In realtà, per sapere quanto tempo ci vorrà per dire addio alla neve sull’Himalaya, serve fare calcoli talmente complicati che è anche normale che gli scienziati, man mano che hanno a disposizione strumenti informatici più potenti e sofisticati, aggiustino il tiro e cambino le previsioni.
Detto questo, e confermato che nel 2035 ci sarà ancora ghiaccio sulla catena montuosa più alta del mondo, tutte le altre notizie emerse fino a ora possono essere sintetizzate in una sola parola: fretta. Se vogliamo aggiungere un aggettivo: maledetta fretta.

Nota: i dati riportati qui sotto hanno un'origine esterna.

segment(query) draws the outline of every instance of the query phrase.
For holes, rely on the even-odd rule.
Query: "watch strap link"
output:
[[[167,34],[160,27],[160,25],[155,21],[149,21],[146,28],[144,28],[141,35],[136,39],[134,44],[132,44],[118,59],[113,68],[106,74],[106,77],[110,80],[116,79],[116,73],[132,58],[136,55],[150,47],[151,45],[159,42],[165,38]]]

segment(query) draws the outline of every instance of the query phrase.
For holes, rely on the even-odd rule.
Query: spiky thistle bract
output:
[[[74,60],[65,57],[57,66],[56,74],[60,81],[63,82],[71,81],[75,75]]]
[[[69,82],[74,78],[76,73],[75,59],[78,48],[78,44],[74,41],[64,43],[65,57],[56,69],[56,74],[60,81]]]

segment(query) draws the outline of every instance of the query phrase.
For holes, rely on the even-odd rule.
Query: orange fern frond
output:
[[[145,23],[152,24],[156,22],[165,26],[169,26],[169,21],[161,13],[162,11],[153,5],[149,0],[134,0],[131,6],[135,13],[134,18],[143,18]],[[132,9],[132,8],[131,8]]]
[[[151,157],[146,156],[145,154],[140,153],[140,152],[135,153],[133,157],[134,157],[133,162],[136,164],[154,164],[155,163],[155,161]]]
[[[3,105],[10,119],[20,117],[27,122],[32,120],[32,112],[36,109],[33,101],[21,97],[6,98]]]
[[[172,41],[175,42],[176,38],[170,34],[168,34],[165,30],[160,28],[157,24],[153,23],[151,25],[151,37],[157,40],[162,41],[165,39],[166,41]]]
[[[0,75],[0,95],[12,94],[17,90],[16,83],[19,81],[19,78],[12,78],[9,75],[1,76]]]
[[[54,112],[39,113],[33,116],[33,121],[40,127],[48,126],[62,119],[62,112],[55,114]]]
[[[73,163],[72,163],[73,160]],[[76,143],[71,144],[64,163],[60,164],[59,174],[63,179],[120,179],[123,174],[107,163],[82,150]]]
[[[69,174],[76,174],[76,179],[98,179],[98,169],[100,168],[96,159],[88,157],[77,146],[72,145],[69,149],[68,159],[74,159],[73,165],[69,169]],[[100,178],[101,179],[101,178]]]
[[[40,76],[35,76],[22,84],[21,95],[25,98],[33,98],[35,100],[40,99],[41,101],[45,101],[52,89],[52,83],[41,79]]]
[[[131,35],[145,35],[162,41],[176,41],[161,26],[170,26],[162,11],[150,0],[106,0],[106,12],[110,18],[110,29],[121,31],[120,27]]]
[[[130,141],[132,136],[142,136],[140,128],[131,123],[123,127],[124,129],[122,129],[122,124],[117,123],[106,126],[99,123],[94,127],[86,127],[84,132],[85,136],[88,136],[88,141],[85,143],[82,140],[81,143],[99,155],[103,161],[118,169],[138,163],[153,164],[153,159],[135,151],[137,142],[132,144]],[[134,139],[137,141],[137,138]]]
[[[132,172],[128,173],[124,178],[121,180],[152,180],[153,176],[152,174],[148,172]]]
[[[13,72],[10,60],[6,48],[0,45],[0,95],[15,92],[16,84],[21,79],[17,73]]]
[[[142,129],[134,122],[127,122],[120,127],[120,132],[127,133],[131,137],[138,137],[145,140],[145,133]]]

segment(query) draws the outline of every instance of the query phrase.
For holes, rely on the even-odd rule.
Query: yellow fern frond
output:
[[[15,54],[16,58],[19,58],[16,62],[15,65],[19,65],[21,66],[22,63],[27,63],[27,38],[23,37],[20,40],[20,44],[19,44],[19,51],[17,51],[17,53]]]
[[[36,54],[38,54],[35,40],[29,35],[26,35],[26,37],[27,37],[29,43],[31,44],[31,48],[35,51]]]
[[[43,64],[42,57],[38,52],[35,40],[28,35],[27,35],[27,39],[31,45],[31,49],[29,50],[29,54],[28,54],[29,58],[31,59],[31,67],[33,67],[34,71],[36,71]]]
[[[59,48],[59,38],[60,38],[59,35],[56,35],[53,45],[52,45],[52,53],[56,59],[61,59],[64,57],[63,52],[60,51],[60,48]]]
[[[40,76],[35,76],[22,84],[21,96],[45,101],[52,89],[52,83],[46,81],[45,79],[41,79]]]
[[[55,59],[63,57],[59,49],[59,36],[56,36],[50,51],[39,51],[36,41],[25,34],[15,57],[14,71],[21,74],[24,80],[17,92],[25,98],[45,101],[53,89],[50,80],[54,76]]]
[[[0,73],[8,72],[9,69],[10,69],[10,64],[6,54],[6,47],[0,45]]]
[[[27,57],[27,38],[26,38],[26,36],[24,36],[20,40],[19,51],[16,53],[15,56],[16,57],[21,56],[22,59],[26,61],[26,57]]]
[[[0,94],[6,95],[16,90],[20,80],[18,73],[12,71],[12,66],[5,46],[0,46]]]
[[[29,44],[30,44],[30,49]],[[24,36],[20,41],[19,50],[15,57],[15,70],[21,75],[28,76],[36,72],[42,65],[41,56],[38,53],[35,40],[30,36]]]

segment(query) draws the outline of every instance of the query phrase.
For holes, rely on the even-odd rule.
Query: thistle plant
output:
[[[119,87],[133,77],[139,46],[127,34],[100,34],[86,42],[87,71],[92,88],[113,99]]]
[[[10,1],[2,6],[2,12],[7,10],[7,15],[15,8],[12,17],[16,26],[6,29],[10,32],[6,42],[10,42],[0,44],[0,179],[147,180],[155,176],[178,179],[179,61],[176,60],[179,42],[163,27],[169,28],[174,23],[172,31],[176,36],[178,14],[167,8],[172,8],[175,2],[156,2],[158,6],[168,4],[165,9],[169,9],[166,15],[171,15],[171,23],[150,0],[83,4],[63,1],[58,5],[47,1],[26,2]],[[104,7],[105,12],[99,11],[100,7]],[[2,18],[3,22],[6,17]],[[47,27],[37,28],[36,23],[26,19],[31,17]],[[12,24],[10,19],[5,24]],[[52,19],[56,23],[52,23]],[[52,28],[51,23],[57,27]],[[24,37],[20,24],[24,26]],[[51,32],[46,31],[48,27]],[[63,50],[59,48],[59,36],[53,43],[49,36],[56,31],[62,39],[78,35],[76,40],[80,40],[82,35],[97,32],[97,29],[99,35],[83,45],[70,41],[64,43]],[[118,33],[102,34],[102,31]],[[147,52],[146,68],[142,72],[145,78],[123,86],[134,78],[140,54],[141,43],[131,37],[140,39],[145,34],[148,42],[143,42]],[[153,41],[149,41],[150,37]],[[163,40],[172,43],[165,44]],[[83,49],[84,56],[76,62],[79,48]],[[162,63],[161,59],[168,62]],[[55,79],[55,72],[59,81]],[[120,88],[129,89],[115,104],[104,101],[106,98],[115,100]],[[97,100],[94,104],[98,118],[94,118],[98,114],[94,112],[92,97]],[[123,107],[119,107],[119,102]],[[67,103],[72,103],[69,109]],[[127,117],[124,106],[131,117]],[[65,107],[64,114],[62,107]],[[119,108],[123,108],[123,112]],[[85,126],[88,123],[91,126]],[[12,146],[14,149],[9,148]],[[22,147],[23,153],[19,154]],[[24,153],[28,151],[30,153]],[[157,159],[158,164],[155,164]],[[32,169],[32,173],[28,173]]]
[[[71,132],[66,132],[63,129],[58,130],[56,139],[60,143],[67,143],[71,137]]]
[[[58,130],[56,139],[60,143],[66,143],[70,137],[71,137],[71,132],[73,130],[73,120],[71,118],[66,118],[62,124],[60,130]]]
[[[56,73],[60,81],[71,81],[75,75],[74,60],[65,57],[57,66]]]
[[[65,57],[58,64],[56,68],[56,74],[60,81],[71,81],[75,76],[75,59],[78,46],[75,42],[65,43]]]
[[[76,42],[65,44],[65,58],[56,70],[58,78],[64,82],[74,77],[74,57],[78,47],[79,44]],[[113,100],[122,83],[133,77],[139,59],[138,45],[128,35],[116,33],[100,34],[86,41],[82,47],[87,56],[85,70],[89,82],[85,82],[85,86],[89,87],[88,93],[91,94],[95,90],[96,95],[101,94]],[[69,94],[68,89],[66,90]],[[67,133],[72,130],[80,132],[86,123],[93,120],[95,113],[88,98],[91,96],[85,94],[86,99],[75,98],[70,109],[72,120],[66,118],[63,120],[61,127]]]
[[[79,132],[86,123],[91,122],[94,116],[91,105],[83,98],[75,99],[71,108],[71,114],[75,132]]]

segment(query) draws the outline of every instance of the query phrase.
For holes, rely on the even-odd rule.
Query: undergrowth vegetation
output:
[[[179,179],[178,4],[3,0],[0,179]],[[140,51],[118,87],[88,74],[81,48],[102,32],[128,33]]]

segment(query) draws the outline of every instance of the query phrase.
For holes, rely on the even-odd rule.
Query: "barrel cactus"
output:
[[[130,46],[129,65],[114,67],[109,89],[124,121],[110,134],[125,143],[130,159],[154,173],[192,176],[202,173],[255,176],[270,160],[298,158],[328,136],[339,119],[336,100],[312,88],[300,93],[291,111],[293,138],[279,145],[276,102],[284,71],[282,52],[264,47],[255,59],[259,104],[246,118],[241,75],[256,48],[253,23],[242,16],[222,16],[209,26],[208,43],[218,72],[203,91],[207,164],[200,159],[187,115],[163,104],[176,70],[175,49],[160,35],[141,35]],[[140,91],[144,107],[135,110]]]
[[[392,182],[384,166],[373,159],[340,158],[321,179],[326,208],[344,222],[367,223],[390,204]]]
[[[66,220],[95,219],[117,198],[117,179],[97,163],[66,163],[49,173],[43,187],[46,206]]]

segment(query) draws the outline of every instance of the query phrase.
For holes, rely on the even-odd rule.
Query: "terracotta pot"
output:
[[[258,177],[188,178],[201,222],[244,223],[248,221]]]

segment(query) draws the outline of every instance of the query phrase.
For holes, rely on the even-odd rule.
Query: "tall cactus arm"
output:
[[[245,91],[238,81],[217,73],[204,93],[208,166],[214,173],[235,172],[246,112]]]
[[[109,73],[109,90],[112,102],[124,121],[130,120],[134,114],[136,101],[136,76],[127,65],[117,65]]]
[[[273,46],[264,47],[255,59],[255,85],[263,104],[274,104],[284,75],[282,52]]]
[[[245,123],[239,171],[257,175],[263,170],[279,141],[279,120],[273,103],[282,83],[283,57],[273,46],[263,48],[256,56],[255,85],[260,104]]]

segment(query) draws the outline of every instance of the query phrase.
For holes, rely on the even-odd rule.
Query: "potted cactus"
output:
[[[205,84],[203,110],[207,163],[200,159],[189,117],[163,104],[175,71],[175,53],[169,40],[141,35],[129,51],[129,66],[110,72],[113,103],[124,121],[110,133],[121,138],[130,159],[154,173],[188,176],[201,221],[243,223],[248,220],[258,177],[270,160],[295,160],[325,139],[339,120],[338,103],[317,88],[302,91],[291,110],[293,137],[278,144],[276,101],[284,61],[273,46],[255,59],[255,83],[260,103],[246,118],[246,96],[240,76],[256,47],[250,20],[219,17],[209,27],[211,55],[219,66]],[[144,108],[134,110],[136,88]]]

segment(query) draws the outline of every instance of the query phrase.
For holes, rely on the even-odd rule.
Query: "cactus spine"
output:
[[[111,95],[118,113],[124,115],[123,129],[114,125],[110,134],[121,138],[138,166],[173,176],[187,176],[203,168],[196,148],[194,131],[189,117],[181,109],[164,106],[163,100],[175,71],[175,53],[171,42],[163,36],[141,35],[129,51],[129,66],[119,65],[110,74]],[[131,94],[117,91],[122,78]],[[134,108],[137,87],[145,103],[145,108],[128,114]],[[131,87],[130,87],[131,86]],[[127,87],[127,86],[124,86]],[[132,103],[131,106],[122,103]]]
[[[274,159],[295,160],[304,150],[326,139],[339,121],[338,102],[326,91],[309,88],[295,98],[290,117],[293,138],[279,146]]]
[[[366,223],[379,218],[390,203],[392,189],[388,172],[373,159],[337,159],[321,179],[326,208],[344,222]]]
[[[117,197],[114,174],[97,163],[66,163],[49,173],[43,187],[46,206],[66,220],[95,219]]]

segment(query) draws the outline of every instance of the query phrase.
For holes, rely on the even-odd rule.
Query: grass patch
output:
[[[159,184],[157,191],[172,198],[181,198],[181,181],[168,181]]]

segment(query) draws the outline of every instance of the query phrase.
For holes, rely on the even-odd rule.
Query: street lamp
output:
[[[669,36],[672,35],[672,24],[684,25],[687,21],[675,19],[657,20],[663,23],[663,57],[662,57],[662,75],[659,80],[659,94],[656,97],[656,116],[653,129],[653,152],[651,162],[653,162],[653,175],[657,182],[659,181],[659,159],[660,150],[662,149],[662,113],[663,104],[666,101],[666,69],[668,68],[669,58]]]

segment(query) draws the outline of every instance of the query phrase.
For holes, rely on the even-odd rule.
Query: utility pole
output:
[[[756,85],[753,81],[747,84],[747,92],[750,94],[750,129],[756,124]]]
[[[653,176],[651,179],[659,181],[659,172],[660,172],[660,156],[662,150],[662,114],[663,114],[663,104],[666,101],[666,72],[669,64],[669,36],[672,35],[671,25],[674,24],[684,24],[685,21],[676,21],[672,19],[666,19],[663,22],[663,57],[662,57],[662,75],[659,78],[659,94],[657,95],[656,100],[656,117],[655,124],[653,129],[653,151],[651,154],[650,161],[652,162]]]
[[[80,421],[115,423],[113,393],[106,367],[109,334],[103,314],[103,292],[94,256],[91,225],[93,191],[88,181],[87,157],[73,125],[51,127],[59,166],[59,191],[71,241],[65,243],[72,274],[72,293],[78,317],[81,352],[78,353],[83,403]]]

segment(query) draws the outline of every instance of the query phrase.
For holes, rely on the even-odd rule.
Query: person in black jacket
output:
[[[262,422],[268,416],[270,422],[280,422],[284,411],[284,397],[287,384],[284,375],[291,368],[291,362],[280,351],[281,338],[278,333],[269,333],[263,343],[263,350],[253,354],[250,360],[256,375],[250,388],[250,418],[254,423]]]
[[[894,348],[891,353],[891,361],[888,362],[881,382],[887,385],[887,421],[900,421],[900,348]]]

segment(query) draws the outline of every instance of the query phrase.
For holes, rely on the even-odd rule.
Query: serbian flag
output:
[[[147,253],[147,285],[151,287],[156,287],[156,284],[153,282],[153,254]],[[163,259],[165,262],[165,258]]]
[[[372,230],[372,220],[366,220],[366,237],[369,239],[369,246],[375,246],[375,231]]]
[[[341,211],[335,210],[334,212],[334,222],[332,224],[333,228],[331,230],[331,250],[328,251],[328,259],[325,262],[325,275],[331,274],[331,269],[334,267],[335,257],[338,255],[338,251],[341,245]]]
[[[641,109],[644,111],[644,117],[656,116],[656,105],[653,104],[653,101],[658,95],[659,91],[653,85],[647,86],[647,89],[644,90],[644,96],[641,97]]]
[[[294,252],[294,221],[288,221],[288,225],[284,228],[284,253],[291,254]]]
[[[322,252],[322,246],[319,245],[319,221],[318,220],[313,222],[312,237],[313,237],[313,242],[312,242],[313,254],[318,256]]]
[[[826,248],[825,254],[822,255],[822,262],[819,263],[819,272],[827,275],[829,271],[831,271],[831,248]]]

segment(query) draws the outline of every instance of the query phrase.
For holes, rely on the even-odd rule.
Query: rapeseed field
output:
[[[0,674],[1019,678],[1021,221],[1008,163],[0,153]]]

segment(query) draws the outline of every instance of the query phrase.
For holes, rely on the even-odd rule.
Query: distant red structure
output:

Il rapporto IPCC conterrà infatti quattro possibili scenari, dal più ottimistico al più catastrofico. Quest’ultimo sarebbe da incubo: nel 2100 i mari saranno più alti di 62 centimetri (addio Venezia, ma anche mezza Italia costiera) e la temperatura media del pianeta sarà più alta di 4 gradi. Nei rapporti precedenti, ecco la fonte della polemica, la previsione era anche peggiore.
Tra le cause di questa situazione, dice il rapporto, il 95% sono di origine antropica. È colpa nostra, insomma, non è la natura che fa da sola ma siamo noi a modificare il clima. Saltando gli scenari intermedi, per avere un po’ di speranza (si fa per dire) dobbiamo guardare allo scenario migliore: nel 2100 i mari cresceranno di 24 centimetri (e Venezia forse la salviamo, almeno in parte) e la temperatura salirà di un solo grado (rispetto al 2005, che diventano 1,7 rispetto a prima della rivoluzione industriale).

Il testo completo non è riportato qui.